In response to the 2008 financial crash and in a doubling-down of its failed policies, the Federal Reserve lowered interest rates to nearly zero and created $4.5 trillion dollars. That money was borrowed by the federal government, used to bail out the big banks, and funneled to Wall Street, where it was spent to buy back company stocks, inflating stock values. This money was not used to grow or improve company infrastructure, hire more employees, or pay higher wages. Almost none of the money was used to help people who were losing their homes or stimulate job growth.
The Fed’s policies of currency creation (inflation) and zero interest rates are responsible for the biggest redistribution of wealth from the middle class to the rich elites in national history. The distribution of money has gone to Wall Street, not the sluggish Main Street economy. Seven years into an economic recovery of the Fed’s financial engineering, homeownership is at its lowest level since 1965; and the median household purchasing power is equal to that of 1989. The Fed proclaims concern about employment and wages, but labor participation is 62.6%, the level of 1977, and real wages are lower than in 2009. Saver’s earnings are virtually zero, meaning that retirees and those with little capital suffer, or are coerced into risking their IRA’s and savings in the stock market.
This economic malaise and growing national debt is not limited to the U.S. Central banks in China, the European Union, and other countries have followed the Fed’s program. Global debt increased from $87 trillion in 2000, to $225 trillion in 2014. While debt rises, there is now a major decline in world trade and commodity prices such as oil, gas, and copper, all symptomatic of a slowdown in the global economy that is rolling like a snowball downhill. Recession red lights are flashing in bloated manufacturing inventories, falling sales, and declining transportation of goods.

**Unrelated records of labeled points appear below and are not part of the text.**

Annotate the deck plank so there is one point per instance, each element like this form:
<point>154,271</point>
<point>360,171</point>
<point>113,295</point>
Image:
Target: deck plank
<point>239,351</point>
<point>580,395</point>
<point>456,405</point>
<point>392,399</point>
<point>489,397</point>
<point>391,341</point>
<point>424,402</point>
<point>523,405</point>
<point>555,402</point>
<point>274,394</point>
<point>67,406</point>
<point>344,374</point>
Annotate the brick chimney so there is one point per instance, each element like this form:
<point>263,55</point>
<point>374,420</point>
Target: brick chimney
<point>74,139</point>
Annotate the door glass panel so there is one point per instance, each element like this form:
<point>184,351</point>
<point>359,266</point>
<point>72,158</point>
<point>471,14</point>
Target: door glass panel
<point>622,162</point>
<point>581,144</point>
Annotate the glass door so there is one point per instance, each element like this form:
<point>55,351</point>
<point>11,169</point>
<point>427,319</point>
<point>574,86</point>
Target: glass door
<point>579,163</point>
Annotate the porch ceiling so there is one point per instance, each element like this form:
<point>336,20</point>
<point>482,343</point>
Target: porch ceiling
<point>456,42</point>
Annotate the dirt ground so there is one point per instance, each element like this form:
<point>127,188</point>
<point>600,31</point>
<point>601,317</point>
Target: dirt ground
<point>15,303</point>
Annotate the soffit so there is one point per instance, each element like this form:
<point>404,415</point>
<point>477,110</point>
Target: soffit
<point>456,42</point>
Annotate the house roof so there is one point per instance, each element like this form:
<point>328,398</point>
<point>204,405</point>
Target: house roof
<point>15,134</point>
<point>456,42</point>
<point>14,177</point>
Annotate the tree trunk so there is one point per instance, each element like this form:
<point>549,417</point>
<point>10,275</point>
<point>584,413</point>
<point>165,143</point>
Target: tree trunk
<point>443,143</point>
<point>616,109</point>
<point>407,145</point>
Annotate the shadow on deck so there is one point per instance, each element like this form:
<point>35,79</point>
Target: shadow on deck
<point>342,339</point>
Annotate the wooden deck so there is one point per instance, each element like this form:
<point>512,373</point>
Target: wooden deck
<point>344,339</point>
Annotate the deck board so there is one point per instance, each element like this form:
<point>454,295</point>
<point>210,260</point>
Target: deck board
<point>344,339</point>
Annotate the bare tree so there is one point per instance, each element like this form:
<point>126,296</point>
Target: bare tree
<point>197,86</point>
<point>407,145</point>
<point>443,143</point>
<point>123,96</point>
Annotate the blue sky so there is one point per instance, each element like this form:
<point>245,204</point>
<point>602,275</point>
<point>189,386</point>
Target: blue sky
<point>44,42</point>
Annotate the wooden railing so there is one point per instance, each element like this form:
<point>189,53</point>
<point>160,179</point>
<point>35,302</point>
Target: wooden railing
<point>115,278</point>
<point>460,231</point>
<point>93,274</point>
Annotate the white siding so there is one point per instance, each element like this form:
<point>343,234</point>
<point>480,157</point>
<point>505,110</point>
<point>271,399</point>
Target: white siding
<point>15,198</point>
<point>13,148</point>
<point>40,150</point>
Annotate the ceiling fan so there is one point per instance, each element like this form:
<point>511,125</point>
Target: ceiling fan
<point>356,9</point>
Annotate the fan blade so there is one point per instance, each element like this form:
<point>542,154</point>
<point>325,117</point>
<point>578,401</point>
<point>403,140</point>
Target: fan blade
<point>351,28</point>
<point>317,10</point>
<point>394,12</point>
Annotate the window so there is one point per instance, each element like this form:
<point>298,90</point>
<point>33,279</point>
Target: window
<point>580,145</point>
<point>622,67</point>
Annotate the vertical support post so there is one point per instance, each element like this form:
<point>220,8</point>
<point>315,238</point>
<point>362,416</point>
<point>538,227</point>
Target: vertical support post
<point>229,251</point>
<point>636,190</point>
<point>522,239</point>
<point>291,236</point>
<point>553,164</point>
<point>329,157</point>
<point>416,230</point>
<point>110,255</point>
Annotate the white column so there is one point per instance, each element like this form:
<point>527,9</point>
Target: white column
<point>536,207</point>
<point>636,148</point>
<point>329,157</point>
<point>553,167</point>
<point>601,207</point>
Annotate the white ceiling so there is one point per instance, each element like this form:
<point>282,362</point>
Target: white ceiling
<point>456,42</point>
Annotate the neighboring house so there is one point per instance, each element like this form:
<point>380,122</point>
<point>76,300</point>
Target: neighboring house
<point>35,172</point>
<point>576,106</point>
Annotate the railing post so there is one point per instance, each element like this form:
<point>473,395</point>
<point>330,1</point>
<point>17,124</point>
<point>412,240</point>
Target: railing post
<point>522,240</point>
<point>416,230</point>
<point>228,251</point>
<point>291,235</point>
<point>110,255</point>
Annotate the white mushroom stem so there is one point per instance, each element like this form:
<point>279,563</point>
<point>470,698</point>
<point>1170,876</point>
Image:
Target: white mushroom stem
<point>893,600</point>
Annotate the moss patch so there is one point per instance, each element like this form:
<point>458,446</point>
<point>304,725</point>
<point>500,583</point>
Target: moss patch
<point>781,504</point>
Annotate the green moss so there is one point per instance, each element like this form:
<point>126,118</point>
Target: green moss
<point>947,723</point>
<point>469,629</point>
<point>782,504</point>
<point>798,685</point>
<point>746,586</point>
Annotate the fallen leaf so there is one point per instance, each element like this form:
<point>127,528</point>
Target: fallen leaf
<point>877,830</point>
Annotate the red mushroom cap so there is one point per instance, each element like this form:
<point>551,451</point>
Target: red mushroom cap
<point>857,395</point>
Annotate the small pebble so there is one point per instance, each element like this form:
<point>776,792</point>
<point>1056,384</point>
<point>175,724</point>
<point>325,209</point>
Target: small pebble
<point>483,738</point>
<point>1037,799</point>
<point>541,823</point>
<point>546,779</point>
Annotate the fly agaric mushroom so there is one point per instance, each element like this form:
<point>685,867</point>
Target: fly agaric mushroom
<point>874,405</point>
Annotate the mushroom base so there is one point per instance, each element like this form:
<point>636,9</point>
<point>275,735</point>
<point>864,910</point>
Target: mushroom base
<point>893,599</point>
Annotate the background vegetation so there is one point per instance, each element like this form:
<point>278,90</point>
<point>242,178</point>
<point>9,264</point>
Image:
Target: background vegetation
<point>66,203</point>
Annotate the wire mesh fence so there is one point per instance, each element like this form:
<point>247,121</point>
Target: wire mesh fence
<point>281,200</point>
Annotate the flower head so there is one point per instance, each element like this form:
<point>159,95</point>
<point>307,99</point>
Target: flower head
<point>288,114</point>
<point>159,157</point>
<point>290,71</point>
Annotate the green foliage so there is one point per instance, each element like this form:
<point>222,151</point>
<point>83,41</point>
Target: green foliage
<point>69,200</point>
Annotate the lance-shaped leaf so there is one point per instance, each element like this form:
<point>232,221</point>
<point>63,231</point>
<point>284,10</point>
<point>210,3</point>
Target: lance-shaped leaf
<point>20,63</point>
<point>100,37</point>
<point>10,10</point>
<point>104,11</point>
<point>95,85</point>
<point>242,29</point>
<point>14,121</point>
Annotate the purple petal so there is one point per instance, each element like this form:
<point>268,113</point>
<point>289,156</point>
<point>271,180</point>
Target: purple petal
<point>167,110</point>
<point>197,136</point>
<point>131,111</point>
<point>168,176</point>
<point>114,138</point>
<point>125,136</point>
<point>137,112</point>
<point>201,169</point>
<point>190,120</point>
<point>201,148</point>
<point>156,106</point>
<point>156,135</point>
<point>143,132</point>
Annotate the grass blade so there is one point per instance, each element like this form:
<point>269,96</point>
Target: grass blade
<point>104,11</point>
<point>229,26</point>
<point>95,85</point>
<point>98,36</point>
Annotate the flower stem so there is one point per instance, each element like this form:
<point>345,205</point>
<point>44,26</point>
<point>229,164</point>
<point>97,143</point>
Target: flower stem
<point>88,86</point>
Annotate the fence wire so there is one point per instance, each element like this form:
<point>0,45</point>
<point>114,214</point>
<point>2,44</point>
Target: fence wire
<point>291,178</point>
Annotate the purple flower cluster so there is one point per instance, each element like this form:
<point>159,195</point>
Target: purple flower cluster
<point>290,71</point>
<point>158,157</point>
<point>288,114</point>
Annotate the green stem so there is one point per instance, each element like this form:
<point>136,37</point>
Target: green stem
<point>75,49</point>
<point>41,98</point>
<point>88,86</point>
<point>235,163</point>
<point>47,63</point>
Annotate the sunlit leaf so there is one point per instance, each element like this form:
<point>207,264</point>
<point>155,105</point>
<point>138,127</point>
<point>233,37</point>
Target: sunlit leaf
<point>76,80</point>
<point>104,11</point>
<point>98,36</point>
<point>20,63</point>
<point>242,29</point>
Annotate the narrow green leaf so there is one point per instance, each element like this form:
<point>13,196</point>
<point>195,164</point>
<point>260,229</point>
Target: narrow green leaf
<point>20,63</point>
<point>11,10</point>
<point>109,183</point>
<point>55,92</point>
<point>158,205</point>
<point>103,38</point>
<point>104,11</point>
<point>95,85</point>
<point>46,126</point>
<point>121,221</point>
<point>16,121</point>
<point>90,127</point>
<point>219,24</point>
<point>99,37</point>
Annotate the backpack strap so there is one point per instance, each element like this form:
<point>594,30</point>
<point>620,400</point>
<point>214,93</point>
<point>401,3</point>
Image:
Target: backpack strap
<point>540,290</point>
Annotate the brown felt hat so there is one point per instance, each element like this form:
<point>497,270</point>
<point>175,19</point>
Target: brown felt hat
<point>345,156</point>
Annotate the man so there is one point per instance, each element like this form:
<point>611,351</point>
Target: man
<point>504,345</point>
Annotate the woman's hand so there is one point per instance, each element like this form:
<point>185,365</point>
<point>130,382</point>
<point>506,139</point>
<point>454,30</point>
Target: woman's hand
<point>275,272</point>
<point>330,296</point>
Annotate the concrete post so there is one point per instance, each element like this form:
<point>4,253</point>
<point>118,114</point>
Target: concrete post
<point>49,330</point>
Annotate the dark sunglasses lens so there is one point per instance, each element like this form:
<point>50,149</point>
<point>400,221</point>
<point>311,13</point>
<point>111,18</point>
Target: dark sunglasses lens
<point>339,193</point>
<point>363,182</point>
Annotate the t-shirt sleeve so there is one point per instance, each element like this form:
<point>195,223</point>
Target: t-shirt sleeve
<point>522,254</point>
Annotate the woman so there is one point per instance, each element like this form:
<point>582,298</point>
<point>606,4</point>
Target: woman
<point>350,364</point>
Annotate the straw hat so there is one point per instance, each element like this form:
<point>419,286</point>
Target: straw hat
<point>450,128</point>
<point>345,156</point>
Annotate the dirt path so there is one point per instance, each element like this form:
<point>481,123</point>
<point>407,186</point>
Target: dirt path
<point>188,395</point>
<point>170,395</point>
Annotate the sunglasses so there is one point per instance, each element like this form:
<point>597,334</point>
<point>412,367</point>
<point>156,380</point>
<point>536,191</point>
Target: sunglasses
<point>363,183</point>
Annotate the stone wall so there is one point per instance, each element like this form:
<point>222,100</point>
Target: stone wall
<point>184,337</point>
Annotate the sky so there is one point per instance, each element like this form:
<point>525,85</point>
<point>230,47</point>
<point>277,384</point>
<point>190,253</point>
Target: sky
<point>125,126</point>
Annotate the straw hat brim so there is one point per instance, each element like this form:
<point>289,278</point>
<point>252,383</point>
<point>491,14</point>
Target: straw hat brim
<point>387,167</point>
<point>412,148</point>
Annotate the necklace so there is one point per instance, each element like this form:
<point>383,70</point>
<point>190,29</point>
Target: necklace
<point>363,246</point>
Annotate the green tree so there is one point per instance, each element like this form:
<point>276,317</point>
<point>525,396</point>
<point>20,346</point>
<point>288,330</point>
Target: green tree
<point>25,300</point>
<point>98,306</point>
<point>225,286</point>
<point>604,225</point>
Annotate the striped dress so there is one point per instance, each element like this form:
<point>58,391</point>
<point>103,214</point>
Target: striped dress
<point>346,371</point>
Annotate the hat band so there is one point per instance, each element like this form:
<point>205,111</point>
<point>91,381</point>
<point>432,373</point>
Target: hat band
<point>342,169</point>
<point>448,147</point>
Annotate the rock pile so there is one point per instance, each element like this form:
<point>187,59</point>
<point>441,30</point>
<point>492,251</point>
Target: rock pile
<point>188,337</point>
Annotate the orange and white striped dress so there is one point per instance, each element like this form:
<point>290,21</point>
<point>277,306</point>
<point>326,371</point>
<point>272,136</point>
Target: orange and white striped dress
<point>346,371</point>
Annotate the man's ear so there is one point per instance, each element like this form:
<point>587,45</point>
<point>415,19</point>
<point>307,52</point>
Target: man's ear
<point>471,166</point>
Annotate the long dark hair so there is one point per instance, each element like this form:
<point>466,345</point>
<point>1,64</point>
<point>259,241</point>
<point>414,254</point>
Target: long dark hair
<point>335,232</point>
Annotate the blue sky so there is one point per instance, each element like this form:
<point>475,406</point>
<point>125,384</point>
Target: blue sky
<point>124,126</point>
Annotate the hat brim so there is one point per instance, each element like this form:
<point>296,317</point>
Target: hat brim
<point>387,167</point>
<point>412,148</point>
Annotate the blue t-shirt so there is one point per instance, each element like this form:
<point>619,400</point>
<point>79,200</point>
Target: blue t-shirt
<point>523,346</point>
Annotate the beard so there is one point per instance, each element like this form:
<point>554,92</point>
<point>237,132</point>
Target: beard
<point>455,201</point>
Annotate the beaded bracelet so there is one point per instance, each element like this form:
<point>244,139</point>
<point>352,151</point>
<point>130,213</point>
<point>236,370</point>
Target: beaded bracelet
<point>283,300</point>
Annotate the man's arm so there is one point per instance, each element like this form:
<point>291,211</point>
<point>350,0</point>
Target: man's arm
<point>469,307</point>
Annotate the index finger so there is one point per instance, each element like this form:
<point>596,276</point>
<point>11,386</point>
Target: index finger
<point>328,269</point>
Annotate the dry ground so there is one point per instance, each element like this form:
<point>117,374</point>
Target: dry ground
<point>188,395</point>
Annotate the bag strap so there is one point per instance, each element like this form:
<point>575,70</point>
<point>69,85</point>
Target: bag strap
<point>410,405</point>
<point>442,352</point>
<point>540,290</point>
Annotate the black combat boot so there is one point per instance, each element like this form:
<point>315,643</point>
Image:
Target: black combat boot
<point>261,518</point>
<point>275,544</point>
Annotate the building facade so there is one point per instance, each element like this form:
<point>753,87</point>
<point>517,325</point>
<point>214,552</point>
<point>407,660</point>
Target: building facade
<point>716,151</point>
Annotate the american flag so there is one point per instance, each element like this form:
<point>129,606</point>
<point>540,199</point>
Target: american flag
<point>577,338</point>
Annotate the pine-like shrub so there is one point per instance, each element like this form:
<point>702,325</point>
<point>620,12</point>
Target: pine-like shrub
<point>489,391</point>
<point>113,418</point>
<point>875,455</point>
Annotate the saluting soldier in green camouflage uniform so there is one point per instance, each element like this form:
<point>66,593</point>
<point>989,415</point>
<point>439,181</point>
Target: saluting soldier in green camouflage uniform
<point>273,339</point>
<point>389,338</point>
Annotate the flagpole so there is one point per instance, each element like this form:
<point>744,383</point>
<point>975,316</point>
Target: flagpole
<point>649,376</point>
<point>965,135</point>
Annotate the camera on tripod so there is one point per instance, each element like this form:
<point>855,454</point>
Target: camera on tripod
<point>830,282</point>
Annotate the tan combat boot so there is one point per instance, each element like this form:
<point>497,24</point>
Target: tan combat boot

Now the Federal Reserve is supposedly in a quandary over increasing interest rates in such an environment. Donald Trump has said that Yellen is not raising rates to forestall a financial crisis during Obama’s administration. Fearing its Wall Street bubble will burst, the Fed has only strategically hinted at raising rates. If the Fed does increase rates in December, expect a mere .25 percent, or less, increase that will cause only minimal stock declines. But in truth, the Federal Reserve cannot restrain rates forever nor prevent the bursting of financial bubbles. As history has repeatedly shown, market forces will eventually overwhelm the Fed’s control and spin us into another crisis that the Fed never sees coming. The next financial crisis will be much worse because of overvalued stocks, sky-high debt, and an economy already in recession.
What weapons does the Federal Reserve have in its arsenal to fight the next economic crisis? Will it lower interest rates into the negatives and require people to pay for bank deposits, or take a percentage of depositors’ checking and savings accounts, IRAs, or 401ks? Will it print more currency, spurring inflation or even hyperinflation? Congress has already passed a law to put taxpayers on the hook to bail out the “too big to fail” banks, which we bailed out the last time, and which now hold more trillions in risky derivative debt than in 2008.
The Federal Reserve has never been able to foresee or halt a crash, not in 1929, and none in this century. The Fed refused to reveal secret deals, including deals with foreign banks, made during the 2008 crash. We should join Senator Paul and Senator Cruz and demand that Congress calls for this audit and examines the Fed’s activities. Congress created the Federal Reserve and has the power limit the Fed’s control or dissolve it. Interest rates should be set by free market supply and demand, and only the U.S. Treasury should issue currency. The Federal Reserve should be abolished.